Thursday, April 04, 2013

Haystack Butte, Near Augusta - Montana: 35 years later, man still trying to solve plane crash mystery

Arden Van Horssen would appreciate knowing the outcome of this crash. If you have any information or memory of it, please call Erin Madison, at 791-1466 or email emadison@greatfallstribune.com.

Some 35 years ago, Arden Van Horssen was hunting near Augusta when through his binoculars he saw a flash of white on an opposite hillside.

It ended up being the wreckage of a small airplane.

When Van Horssen, a pilot himself, hiked to the crash site, he could tell the plane was upside down when it crashed into some large pine trees about 50 feet from the top of the mountain. However, other than the tips of the propeller being bent, the plane was almost unscathed.

“There was no real big damage to anything,” he said. “That plane landed beautifully upside down, almost like it was flown in there.”

And when he looked inside, the airplane appeared good as new.

“The cockpit, it wasn’t disturbed a bit,” Van Horssen said.

Nothing inside made it look like anyone had been injured. Even the upholstery remained untouched.

“I thought, by God, these people who were in there walked away,” he said.

But Van Horssen never did find out exactly what happened to the plane’s occupants, and he’s wondered about it ever since.

“My thought has been they could have walked away from that without any trouble,” he said. “My instinct tells me they did.”

Van Horssen remembers a pile of bones, near the plane, but whether they were human bones he has no way of knowing.

Even though its likely the plane’s occupants survived the crash, they still would have faced challenges to get back to civilization. The plane crashed in grizzly bear country and if the passengers did hike out, they had a high-flowing river to cross.

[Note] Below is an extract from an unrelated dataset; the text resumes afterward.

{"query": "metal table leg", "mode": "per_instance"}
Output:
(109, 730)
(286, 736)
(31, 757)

Before finding the wreckage, Van Horssen heard about a plane crash in the area. It was a family — two parents and two kids — flying from Great Falls to the west coast for Christmas. He thinks the plane crashed a year or two before he found it, likely the Christmas season of 1977 or ’78.

“We hadn’t been looking for it,” Van Horssen said of the wreckage. “When I found the plane it was completely by serendipity.”

Van Horssen, who was visiting Montana from his home in Minnesota, told the landowner whose property he was hunting on about the wreckage, but never heard any more about it.

The land, known as the Hidden Valley Ranch, was owned by Art Weikum. LeRoy Weikum, Art’s son, remembers hearing something about a plane crash on the property, but wasn’t living in Montana at the time.

“I remember there was a plane crash right behind the ranch,” said Weikum, of Great Falls. “I don’t know how many people were in it or even when it happened.”

He also doesn’t remember the fate of the passengers and pilot.

“I couldn’t tell you if they did or didn’t (survive),” he said.

He does remember his father saying that after the wreckage was found and reported to authorities, it was hauled away.

The National Transportation Safety Board, which investigates every civil aviation accident in the United States, keeps an online database of plane crashes going back to 1963. None of the crashes in that database matches Van Horssen’s memory of the time frame, location and aircraft.

Van Horssen, now 95, has thought a lot about that plane crash since he found it probably in 1979, and has spent a lot of time wondering what happened to the family on board. He’d like to hike back to the crash site and take another look at whatever is left.

“I was really considering going back out there this year,” he said.

But at 95, he’s not sure he’d be able to make the trip.

“I was a lot younger when I was doing that,” said Van Horssen, who now lives in Arizona. “I’m still up and running around, but not very fast, I might add.”